Hoje, aos 34 anos, Simon vive em Norfolk, é casado e tem três filhas: Anya, de 14 anos, Corin, de 7 anos, e Lyra, de 17 meses. Ele trabalha como jurado no programa de TV “All Together Now” e é militante da causa em prol pessoas com tumor cerebral.
O que é o exoesqueleto e como ele pode mudar as nossas vidas?
Simon completou a maratona com um exoesqueleto dos mais modernos. O modelo ReWalk Personal System é mais leve do que qualquer outro modelo anterior já apresentado e foi produzido sob medida para ele. Agora, Simon começou uma nova campanha de arrecadação de fundos para comprar em definitivo a ferramenta. O valor do exoesqueleto usado por ele é de 80 mil libras (R$ 380 mil).
De acordo com a empresa que produz o exoesqueleto, o ReWalk Personal System é uma máquina movida a bateria capaz de mover quadril e joelhos a partir do movimento da parte superior do corpo de seu usuário. Os sensores identificam os movimentos do tronco e braços e produz novos movimentos para as pernas, de modo a ajustar o centro de gravidade de quem está usando. Quando esses movimentos ocorrem de forma repetida, cria-se uma sequência similar à marcha de caminhada.

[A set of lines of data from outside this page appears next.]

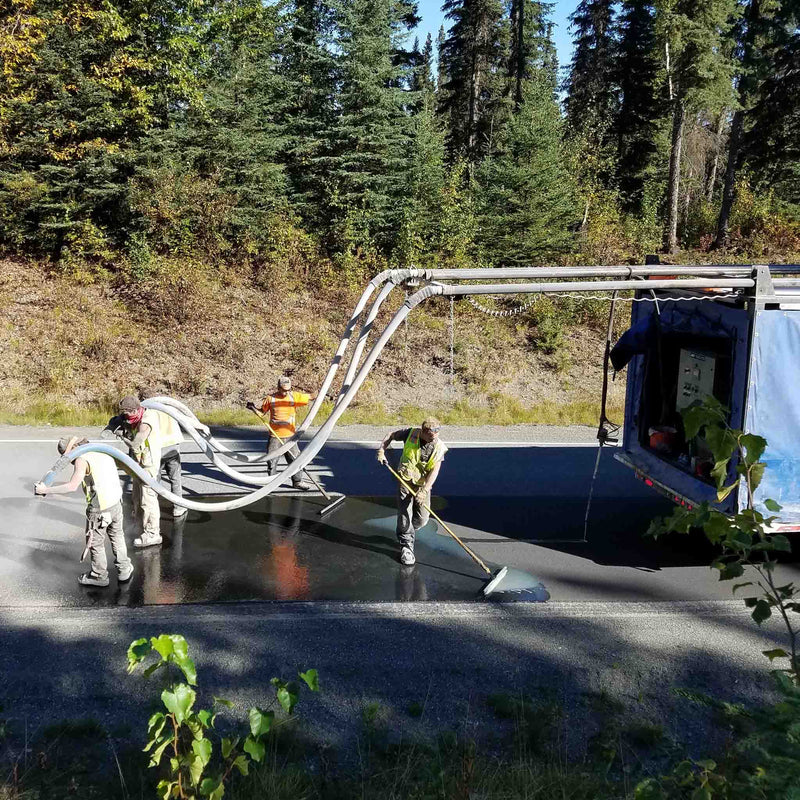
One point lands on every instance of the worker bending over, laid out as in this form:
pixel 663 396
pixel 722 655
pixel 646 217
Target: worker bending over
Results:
pixel 423 453
pixel 171 439
pixel 97 474
pixel 145 445
pixel 280 407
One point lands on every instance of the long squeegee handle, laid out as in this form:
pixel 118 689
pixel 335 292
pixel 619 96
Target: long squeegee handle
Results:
pixel 307 474
pixel 475 558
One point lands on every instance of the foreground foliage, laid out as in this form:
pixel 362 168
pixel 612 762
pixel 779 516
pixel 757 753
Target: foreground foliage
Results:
pixel 181 738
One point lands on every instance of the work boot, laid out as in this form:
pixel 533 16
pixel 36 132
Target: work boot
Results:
pixel 90 579
pixel 147 540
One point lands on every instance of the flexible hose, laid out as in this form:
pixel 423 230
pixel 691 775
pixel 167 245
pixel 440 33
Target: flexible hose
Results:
pixel 314 445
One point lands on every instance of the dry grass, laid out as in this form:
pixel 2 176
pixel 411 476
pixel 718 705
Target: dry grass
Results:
pixel 70 351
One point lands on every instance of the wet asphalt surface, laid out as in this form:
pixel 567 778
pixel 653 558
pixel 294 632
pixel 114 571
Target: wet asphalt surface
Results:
pixel 274 588
pixel 515 503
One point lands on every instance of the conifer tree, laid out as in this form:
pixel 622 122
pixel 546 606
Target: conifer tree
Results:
pixel 369 138
pixel 531 45
pixel 699 73
pixel 526 201
pixel 772 142
pixel 309 71
pixel 471 59
pixel 761 34
pixel 591 97
pixel 636 75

Na Copa do Mundo de 2014, o pontapé inaugural foi dado com o auxílio de um exoesqueleto projetado pelo cientista brasileiro Miguel Nicolelis. Ele é um dos principais desenvolvedores da tecnologia, na qual trabalha desde 1999 e cuja premissa é que o pensamento seja capaz de controlar de forma direta o equipamento.

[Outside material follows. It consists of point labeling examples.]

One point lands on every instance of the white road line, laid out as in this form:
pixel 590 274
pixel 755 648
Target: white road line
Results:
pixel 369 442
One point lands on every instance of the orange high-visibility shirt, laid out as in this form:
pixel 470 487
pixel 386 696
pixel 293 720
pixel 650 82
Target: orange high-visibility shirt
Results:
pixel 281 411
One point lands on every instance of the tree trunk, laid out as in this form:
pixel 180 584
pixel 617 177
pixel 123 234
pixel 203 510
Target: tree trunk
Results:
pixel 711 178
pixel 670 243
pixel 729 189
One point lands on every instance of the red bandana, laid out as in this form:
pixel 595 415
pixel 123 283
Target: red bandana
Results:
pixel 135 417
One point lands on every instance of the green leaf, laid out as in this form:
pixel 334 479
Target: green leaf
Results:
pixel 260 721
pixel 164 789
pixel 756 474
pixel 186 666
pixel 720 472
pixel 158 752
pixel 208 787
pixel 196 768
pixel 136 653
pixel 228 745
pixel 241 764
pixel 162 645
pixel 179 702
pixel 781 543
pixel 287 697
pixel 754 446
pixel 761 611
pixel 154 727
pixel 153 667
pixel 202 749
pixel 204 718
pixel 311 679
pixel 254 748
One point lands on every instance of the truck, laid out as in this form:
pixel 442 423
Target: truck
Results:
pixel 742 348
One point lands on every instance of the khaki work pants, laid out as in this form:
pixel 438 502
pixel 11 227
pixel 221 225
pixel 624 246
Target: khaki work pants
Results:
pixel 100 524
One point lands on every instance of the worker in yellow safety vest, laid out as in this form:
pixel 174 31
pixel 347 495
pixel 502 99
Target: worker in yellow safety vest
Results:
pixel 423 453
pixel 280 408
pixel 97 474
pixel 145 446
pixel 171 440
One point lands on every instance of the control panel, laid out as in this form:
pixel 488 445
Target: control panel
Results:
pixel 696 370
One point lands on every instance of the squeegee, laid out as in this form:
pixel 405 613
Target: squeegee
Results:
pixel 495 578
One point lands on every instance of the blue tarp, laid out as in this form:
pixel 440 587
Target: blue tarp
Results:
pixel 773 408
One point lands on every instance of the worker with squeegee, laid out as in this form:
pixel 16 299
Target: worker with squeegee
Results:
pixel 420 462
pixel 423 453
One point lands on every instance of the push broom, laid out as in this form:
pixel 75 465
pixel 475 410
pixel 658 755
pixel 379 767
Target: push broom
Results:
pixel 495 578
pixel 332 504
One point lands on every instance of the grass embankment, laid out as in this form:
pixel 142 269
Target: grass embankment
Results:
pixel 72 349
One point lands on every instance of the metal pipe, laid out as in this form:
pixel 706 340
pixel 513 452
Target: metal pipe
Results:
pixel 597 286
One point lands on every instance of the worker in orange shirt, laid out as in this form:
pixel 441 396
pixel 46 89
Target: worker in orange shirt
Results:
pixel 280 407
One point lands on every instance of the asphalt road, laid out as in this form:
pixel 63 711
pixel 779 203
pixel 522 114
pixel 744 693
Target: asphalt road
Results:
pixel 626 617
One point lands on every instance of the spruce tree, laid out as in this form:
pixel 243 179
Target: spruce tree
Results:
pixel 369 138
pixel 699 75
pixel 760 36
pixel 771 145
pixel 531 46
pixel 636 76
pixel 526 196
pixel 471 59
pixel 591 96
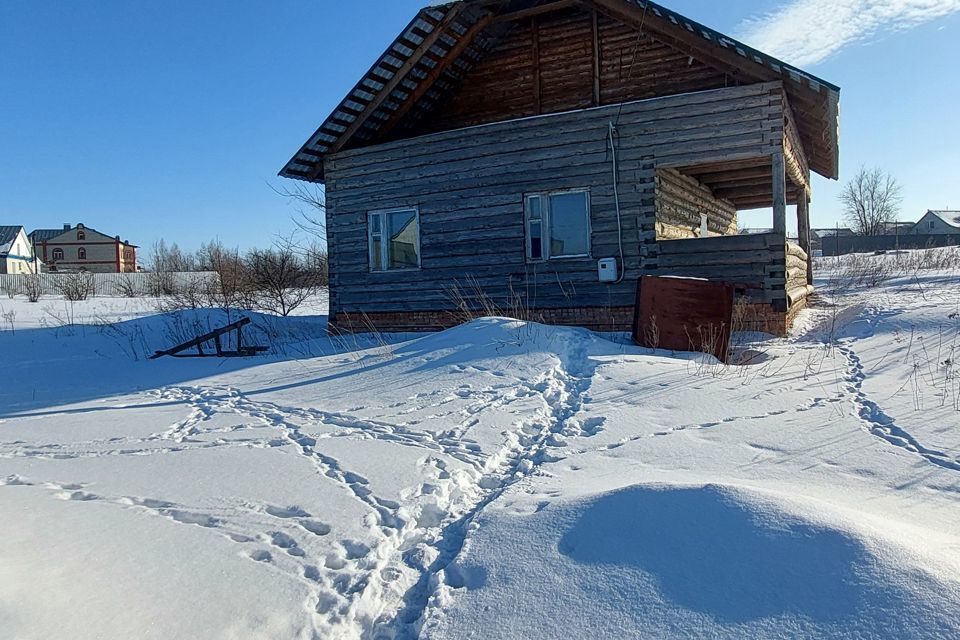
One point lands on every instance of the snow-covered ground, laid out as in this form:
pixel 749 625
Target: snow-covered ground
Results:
pixel 500 480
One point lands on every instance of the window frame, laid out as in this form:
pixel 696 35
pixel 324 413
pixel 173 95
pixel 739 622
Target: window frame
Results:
pixel 385 246
pixel 546 224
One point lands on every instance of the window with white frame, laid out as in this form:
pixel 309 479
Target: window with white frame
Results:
pixel 558 225
pixel 394 237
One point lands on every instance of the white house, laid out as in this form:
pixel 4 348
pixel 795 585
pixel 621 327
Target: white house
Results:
pixel 16 251
pixel 938 223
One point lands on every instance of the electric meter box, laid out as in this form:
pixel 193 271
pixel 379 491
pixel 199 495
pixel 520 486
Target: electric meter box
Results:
pixel 608 270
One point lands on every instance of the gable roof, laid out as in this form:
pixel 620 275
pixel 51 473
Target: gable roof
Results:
pixel 46 235
pixel 951 218
pixel 432 55
pixel 42 235
pixel 8 234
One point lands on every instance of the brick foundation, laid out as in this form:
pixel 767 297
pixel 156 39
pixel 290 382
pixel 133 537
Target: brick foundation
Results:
pixel 593 318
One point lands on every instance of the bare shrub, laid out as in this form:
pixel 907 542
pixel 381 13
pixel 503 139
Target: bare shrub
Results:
pixel 128 287
pixel 871 200
pixel 75 286
pixel 33 287
pixel 232 287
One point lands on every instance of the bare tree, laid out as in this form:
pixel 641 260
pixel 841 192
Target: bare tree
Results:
pixel 871 200
pixel 76 286
pixel 282 278
pixel 310 204
pixel 232 286
pixel 33 287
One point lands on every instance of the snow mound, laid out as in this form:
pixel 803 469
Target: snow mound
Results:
pixel 707 561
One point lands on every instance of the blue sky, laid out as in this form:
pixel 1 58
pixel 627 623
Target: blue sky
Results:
pixel 171 119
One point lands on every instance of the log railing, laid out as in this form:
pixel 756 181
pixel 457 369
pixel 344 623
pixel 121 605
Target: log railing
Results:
pixel 763 268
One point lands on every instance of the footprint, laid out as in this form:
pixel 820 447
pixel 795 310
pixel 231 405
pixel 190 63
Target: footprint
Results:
pixel 355 550
pixel 327 602
pixel 288 544
pixel 77 496
pixel 261 555
pixel 184 517
pixel 315 527
pixel 15 481
pixel 390 574
pixel 286 512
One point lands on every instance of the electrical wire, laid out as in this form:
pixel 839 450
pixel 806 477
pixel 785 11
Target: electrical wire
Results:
pixel 616 199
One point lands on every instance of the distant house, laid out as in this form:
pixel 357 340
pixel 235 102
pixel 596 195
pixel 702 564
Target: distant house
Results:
pixel 81 248
pixel 552 153
pixel 938 223
pixel 16 252
pixel 897 228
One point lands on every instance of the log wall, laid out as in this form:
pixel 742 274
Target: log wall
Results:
pixel 681 200
pixel 469 186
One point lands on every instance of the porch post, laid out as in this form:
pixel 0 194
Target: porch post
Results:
pixel 803 215
pixel 779 194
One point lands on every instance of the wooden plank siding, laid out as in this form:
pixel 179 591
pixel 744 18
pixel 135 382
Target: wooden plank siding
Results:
pixel 469 186
pixel 755 264
pixel 549 65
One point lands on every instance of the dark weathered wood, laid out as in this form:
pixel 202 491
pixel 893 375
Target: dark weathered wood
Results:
pixel 399 76
pixel 779 194
pixel 214 336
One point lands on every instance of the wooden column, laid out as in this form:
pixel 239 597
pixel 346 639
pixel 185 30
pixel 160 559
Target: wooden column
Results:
pixel 803 216
pixel 779 194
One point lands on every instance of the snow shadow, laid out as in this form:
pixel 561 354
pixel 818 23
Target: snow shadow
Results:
pixel 81 362
pixel 709 552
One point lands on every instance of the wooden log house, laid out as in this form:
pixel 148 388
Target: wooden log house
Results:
pixel 499 150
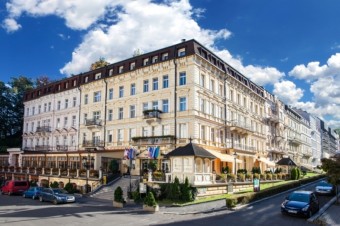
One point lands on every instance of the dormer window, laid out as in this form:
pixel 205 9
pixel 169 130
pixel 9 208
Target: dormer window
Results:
pixel 154 59
pixel 145 61
pixel 132 66
pixel 165 56
pixel 121 69
pixel 98 76
pixel 181 52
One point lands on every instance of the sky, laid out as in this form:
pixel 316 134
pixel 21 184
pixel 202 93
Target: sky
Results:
pixel 291 48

Nicolelis é líder do projeto “Andar de novo”, que usa uma touca especial capaz de identificar atividades elétricas do cérebro por eletroencefalografia: quando o paciente pensa em caminhar, a informação neurológica é codificada em informação computacional e envia a ordem aos membros artificiais, que se movem.
Em um trabalho publicado na Scientific Reports, o cientista brasileiro descobriu que a tecnologia pode agir de forma inversa. Isso significa que, a partir dos movimentos dos membros inferiores, houve recuperação neurológica, com o ressurgimento da imagem motora destes membros no nível cortical. No estudo, houve recuperação parcial da paraplegia em 50% dos casos analisados.
Ainda não se sabe até onde os exoesqueletos podem auxiliar o ser humano, mas seu uso já vem sendo testado tanto na recuperação neurológica de pacientes, quanto como equipamento complementar para trabalhos pesados e até como ferramenta militar.